Media executives gear up for fight with Amazon’s sports play
The sports industry is focused on Amazon.
In private conversations over the past several weeks, sports media executives have expressed far more concern about competing for sports rights with the Seattle-based tech giant than any other digital company.
One senior TV executive compared Amazon’s business model to the dual revenue stream that cable channels like ESPN and Fox Sports have used for years to push rights fees higher — but instead of subs and advertising, it’s subs and advertising and e-commerce.
“All Amazon has to do is decide to get more people to Amazon Prime, and those people will order more stuff,” said the executive, who asked for anonymity so that he could speak frankly about a competitor. “Amazon doesn’t care if they order aspirin or toilet paper or onesies. It doesn’t matter to them, so long as they’re ordering stuff from Amazon.”
An executive with one sports property described recent talks where Amazon was particularly aggressive in trying to pick up rights. Amazon wasn’t just looking for streaming rights, the executive said. It wanted to own the whole media package, and it was prepared to pay a premium for those rights. In many cases, Amazon’s position in the sports business mirrors the strategy successful cable channels used when they first started taking sports rights from broadcast channels in the 1980s and 1990s. They bid aggressively high, forcing properties to decide between taking more money or maintaining broadcast audiences. Eventually, most took the money.
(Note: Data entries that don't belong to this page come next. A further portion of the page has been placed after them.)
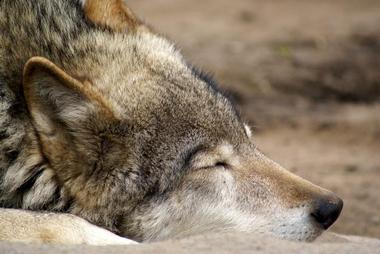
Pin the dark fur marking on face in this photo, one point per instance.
(215, 88)
(11, 154)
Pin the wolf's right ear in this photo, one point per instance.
(113, 14)
(58, 102)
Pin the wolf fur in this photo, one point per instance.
(103, 119)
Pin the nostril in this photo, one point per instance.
(327, 212)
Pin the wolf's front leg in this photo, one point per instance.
(33, 227)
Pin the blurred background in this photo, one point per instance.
(305, 75)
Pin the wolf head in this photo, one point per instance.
(148, 147)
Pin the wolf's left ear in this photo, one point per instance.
(113, 14)
(57, 101)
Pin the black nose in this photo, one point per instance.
(327, 211)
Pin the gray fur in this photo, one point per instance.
(147, 164)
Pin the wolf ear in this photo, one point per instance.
(57, 101)
(111, 13)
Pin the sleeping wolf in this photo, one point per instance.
(102, 121)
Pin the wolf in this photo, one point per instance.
(109, 136)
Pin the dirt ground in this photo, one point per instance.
(306, 76)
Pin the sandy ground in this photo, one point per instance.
(214, 243)
(305, 75)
Right now, many of the properties contacted for this story are skittish about taking all of their rights off of television, which delivers mass audiences.
But that doesn’t mean some won’t. Sources say Amazon is paying more than $13 million per year for ATP Tour rights in Britain, outbidding the incumbent, Sky. And executives are watching to see if Amazon will be a major bidder when big time NFL, MLB and NHL rights come to market in a few years.
The senior TV executive will be watching closely, but has his doubts Amazon is ready to draw an audience right away. “I just don’t know if it’s going to work. When you put NFL games on Amazon Prime, are people really going to think it’s better than TV?”